The multibook series is an anachronism. With the advent of the ebook, there remain no practical—only purely stylistic—reasons to fill multiple distinct covers with the same contiguous story. That’s not to say an author shouldn’t, just that they needn’t.

Take, for example, Authority. I typically feel no need to frame out my paragraphs—of course I am going to be discussing Authority—because you’re reading a review. Of Authority. But, let’s carry on like this writing stands on its own, like you didn’t click a hyperlink titled “Authority” in the first place. No one would jump into “Book Two of The Southern Reach Trilogy” by choice. And with the vastness of the cloud, the ubiquity of wireless, and any sort of smart phone or tablet, there is absolutely no reason why that should ever be a situation. It is not like the Kindle App is going to run out of copies of Book One.
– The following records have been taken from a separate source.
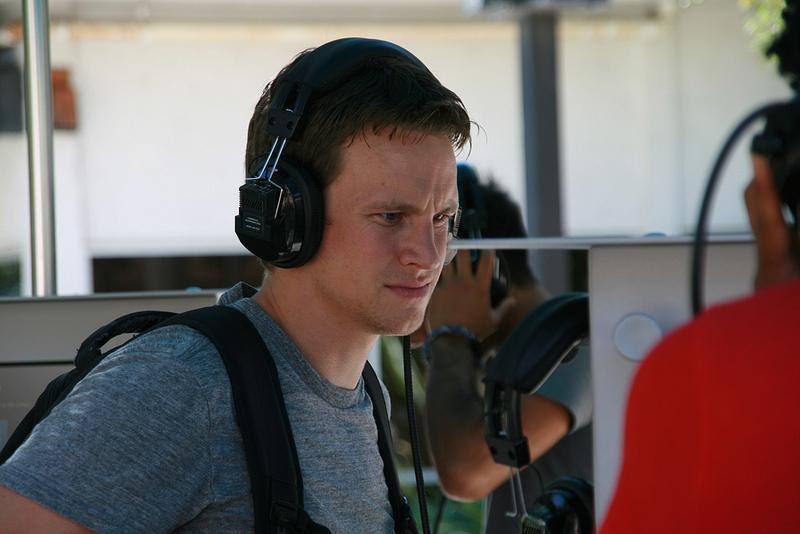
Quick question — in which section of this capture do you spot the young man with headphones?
[418,174,592,533]
[0,39,471,533]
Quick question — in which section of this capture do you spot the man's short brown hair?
[245,46,471,188]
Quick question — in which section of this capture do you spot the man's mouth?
[386,281,431,299]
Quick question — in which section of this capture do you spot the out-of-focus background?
[0,0,788,295]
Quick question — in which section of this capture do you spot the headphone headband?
[267,37,433,139]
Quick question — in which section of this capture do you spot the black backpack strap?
[160,306,329,533]
[361,362,417,534]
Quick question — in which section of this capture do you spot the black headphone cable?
[690,102,786,317]
[403,336,431,534]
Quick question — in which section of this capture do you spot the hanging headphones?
[484,293,594,534]
[235,37,427,268]
[521,476,594,534]
[457,162,511,308]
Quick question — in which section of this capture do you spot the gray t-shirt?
[0,284,394,533]
[485,346,593,534]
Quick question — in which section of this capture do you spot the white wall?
[0,0,788,293]
[0,22,524,294]
[559,0,789,235]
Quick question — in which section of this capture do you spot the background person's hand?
[427,250,515,341]
[745,155,800,289]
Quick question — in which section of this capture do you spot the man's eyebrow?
[367,200,458,213]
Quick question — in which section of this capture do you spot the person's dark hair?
[245,50,472,188]
[458,178,537,287]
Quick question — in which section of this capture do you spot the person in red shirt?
[600,156,800,534]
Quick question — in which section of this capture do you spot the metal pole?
[520,12,570,293]
[22,0,56,297]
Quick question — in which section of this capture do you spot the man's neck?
[253,275,378,389]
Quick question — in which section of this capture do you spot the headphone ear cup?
[272,158,325,269]
[536,476,594,533]
[236,159,324,268]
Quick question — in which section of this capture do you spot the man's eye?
[433,213,452,225]
[378,211,403,224]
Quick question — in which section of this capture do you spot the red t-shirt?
[598,281,800,534]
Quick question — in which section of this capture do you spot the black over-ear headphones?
[484,293,594,534]
[236,37,427,268]
[457,162,511,308]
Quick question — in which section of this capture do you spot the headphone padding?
[272,158,325,268]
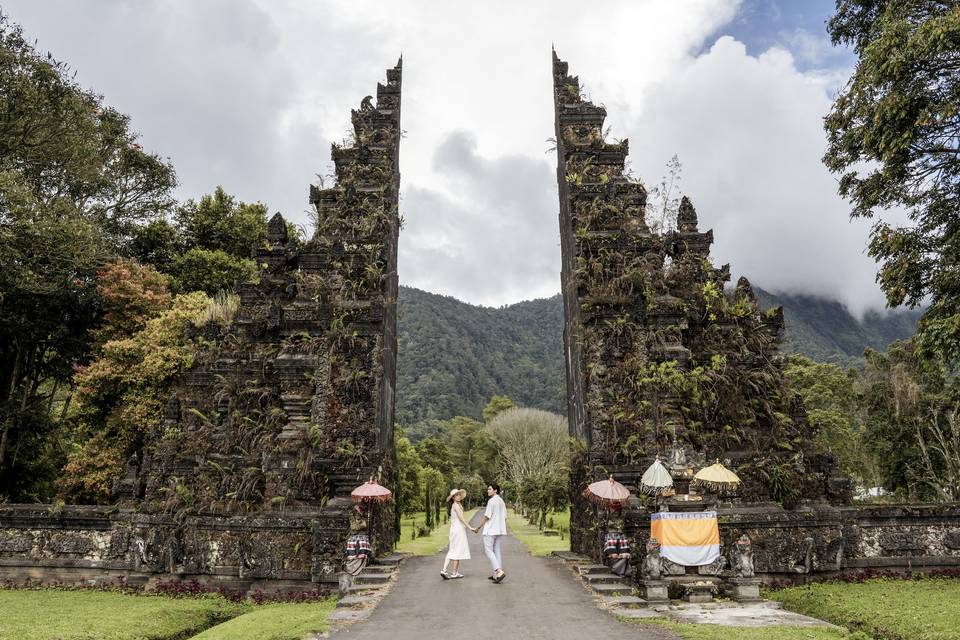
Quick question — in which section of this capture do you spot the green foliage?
[863,341,960,500]
[487,408,570,513]
[397,287,566,422]
[0,15,176,501]
[483,395,516,422]
[507,509,570,556]
[394,430,423,516]
[169,247,257,295]
[126,186,272,295]
[175,186,267,258]
[0,16,176,246]
[190,598,337,640]
[769,579,960,640]
[824,0,960,362]
[785,355,881,487]
[0,589,251,640]
[57,292,210,502]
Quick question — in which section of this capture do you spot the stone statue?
[730,534,754,578]
[640,538,663,580]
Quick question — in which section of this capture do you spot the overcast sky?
[0,0,883,312]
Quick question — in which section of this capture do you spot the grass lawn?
[621,618,870,640]
[0,589,251,640]
[191,598,337,640]
[767,578,960,640]
[507,509,570,556]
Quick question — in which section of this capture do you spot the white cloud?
[629,37,883,312]
[6,0,892,309]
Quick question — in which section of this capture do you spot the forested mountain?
[397,287,566,424]
[397,287,919,424]
[755,288,921,367]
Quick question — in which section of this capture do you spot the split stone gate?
[0,55,960,590]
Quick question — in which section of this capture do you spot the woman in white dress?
[440,489,470,580]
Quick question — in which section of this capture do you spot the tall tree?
[0,15,176,500]
[824,0,960,363]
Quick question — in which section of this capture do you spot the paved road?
[331,534,676,640]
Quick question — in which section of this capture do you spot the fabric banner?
[650,511,720,567]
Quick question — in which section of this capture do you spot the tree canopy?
[824,0,960,362]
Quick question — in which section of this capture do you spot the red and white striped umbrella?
[350,478,393,502]
[583,476,630,505]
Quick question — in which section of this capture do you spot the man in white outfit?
[474,484,507,584]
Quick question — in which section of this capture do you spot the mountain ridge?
[396,286,921,425]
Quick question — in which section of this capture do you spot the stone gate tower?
[553,54,849,553]
[0,63,401,590]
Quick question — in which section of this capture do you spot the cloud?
[5,0,882,309]
[628,37,883,312]
[400,131,560,306]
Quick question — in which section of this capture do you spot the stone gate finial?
[677,196,697,232]
[267,211,287,244]
[735,276,757,302]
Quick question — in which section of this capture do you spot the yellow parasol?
[693,460,740,491]
[640,458,673,496]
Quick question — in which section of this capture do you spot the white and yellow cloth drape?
[650,511,720,567]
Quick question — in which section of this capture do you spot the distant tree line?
[396,396,569,530]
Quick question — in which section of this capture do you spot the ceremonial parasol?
[693,460,740,491]
[640,458,673,496]
[583,476,630,506]
[350,478,393,502]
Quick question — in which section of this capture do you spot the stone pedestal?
[683,582,717,603]
[640,580,670,604]
[725,577,762,602]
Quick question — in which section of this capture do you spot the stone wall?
[0,63,401,589]
[624,501,960,582]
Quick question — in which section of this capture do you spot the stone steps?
[353,569,393,586]
[580,573,628,586]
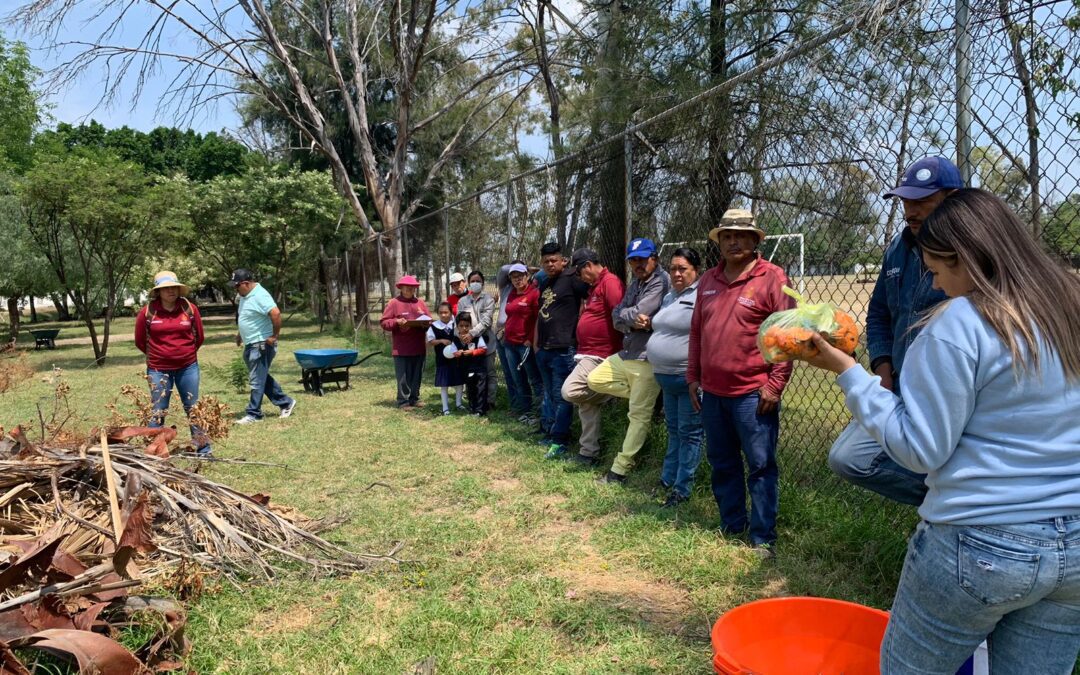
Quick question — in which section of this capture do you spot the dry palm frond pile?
[0,386,399,674]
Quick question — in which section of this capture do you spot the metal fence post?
[507,183,514,262]
[443,208,450,298]
[955,0,973,181]
[622,122,634,262]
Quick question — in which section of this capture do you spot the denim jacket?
[866,228,945,375]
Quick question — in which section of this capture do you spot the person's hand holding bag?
[802,333,859,375]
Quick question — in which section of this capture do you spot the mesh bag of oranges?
[757,286,859,363]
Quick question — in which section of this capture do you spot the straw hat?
[708,208,765,244]
[150,270,190,297]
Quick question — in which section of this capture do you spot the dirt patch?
[0,353,33,394]
[251,605,318,635]
[555,544,700,635]
[435,443,497,465]
[491,476,522,492]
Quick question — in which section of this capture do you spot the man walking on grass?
[229,269,296,424]
[573,239,671,483]
[828,157,959,507]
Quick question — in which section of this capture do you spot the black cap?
[229,268,255,286]
[570,248,600,269]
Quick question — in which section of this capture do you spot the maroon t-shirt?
[503,285,540,347]
[578,269,625,359]
[135,298,205,370]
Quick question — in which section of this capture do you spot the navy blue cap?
[229,268,255,286]
[885,157,964,199]
[626,237,657,260]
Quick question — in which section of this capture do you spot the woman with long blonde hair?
[810,189,1080,675]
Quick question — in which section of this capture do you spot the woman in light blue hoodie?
[810,189,1080,675]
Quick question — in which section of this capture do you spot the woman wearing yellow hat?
[135,270,211,455]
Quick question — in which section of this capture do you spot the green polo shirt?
[237,284,278,345]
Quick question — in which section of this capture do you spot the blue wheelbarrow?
[30,328,60,351]
[294,349,382,396]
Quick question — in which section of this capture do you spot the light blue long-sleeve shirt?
[837,297,1080,525]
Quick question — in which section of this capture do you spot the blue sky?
[6,6,240,132]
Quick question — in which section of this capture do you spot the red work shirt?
[503,285,540,345]
[578,269,625,359]
[379,296,430,356]
[135,298,204,370]
[686,256,795,397]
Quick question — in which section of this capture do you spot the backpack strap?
[143,298,199,340]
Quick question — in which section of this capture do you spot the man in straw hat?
[379,274,432,410]
[828,157,963,507]
[229,269,296,424]
[686,208,795,557]
[135,270,211,455]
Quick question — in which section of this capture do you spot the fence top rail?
[397,0,902,233]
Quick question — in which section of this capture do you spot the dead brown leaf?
[0,526,67,591]
[11,629,149,675]
[0,640,30,675]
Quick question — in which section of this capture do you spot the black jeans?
[465,363,487,415]
[394,354,427,406]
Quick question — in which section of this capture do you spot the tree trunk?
[49,293,71,321]
[358,246,370,327]
[314,247,330,333]
[708,0,734,222]
[8,296,19,342]
[998,0,1042,239]
[596,0,632,279]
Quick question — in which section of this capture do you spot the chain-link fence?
[319,0,1080,561]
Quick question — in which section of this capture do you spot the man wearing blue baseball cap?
[828,157,964,505]
[575,238,672,483]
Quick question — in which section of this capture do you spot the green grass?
[0,316,914,673]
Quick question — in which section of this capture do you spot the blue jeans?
[701,392,780,544]
[146,361,211,453]
[496,340,518,409]
[828,421,927,507]
[499,342,543,413]
[653,373,702,497]
[535,349,575,444]
[881,515,1080,675]
[244,342,293,419]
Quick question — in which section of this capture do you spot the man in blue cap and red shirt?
[828,157,964,507]
[587,238,672,483]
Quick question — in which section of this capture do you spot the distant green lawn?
[0,316,915,674]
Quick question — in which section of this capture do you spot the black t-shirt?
[537,271,589,349]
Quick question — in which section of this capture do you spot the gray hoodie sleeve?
[611,270,669,333]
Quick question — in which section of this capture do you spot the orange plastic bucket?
[713,597,889,675]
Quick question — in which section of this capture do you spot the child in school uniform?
[454,312,487,417]
[428,302,465,415]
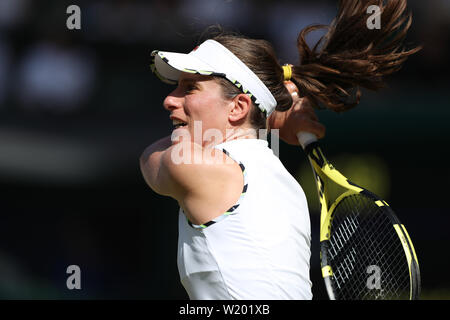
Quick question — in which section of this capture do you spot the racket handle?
[297,131,317,149]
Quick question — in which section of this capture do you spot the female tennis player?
[141,0,414,300]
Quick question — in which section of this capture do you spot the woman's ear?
[228,93,252,122]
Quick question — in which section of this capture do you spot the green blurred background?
[0,0,450,299]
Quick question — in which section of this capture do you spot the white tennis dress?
[178,139,312,300]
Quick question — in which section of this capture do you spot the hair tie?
[282,64,292,81]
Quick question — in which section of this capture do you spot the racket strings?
[327,194,410,300]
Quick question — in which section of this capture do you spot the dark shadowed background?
[0,0,450,299]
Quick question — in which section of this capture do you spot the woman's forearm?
[140,136,172,193]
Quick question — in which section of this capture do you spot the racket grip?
[297,131,317,149]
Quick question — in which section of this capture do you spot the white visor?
[152,40,277,117]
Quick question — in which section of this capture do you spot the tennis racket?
[297,132,420,300]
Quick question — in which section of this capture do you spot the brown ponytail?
[200,0,421,129]
[292,0,421,112]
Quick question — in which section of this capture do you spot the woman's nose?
[163,93,181,111]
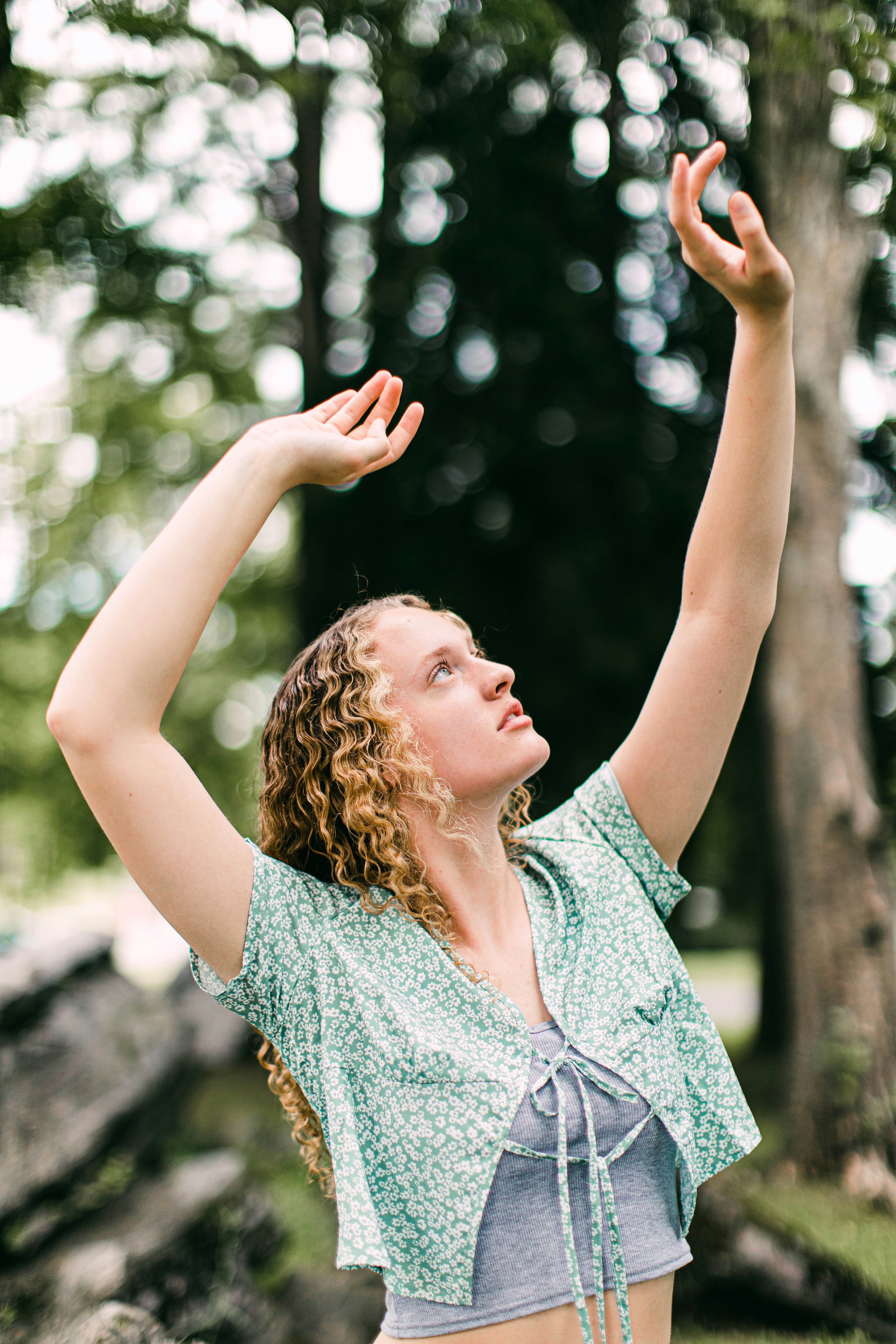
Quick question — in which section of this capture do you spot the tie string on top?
[504,1039,656,1344]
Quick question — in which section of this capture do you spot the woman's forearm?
[681,302,795,629]
[47,430,285,745]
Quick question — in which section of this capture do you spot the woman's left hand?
[669,140,794,318]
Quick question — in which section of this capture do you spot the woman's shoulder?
[246,836,359,913]
[517,761,620,843]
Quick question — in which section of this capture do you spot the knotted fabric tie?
[504,1040,654,1344]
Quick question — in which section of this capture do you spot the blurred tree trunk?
[283,67,328,406]
[754,21,896,1171]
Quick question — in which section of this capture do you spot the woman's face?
[373,607,551,806]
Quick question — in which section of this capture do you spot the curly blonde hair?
[258,593,532,1196]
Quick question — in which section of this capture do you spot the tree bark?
[755,34,896,1172]
[285,71,326,406]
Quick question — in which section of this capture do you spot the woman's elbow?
[47,687,98,754]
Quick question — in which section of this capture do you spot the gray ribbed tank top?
[382,1021,692,1339]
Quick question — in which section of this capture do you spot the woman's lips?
[498,711,532,732]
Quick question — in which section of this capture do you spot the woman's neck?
[411,805,528,965]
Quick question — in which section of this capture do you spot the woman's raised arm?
[611,144,794,864]
[47,372,423,980]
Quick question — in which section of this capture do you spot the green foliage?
[179,1060,336,1292]
[745,1181,896,1298]
[0,13,300,895]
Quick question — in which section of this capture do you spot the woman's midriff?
[373,1271,676,1344]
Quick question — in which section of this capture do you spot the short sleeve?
[189,840,325,1042]
[574,761,691,919]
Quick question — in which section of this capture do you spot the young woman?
[48,145,794,1344]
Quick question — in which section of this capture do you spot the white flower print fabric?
[191,765,760,1305]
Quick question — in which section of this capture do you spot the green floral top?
[192,765,760,1305]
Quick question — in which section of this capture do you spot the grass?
[672,1327,869,1344]
[744,1180,896,1298]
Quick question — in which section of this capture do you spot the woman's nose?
[489,665,514,699]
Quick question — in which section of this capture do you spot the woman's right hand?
[254,370,423,489]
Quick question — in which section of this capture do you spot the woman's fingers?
[371,402,423,472]
[669,140,725,235]
[328,368,389,434]
[728,191,778,270]
[688,140,725,208]
[351,417,391,480]
[304,387,357,425]
[352,376,403,438]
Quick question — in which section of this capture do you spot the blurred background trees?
[0,0,896,1177]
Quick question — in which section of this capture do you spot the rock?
[0,935,191,1231]
[168,966,251,1068]
[39,1302,175,1344]
[0,1150,290,1344]
[0,931,112,1031]
[283,1269,386,1344]
[842,1152,896,1214]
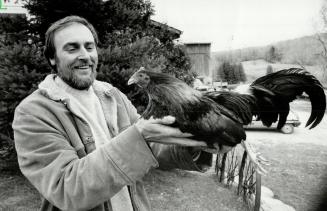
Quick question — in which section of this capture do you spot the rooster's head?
[127,67,150,88]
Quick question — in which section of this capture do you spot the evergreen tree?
[266,65,274,75]
[266,46,282,63]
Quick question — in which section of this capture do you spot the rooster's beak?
[127,74,137,85]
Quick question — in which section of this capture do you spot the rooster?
[128,68,326,173]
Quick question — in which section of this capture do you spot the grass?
[257,140,327,211]
[0,172,40,211]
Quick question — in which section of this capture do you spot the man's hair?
[44,16,99,68]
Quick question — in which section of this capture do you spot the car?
[244,110,301,134]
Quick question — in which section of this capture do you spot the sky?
[150,0,324,51]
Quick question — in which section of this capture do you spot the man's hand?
[135,116,207,147]
[200,143,233,154]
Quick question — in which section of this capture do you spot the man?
[13,16,227,211]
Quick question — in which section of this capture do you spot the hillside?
[211,33,327,65]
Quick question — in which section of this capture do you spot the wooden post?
[237,151,247,195]
[219,153,227,182]
[254,172,261,211]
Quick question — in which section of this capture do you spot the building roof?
[150,19,183,38]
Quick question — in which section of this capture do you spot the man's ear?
[49,58,56,66]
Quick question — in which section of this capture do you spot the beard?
[57,56,97,90]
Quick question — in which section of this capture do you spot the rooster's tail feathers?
[251,68,326,129]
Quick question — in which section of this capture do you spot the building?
[0,0,27,15]
[185,42,212,78]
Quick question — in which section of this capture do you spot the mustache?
[71,59,96,67]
Having everything in one extended text simplifies; The Southern Reach and if breaks beyond chapter formats are required, it is: Part One: Annihilation; Part Two: Authority; Part Three: Acceptance. I recall spending hours of my childhood in bookstores and libraries trying to decode which fantasy novel started the series, or, worse, which series was the correct jumping-off point. Was this one a prequel miniseries and this the original—so even though the second set came first chronologically, the originals were required foundation? Which to read first, Book One of the Belgariad Series or of the Mallorian Series? Was it better to jump ahead in the Angel Park All-Stars Series to Book Seven (Line Drive) because the library had it, or wait until I could continue from where I left off—Book Four (WHAT A CATCH!)? Don't even get me started on the impenetrability of the plethoric Shannara series. The nineties were a confusing decade.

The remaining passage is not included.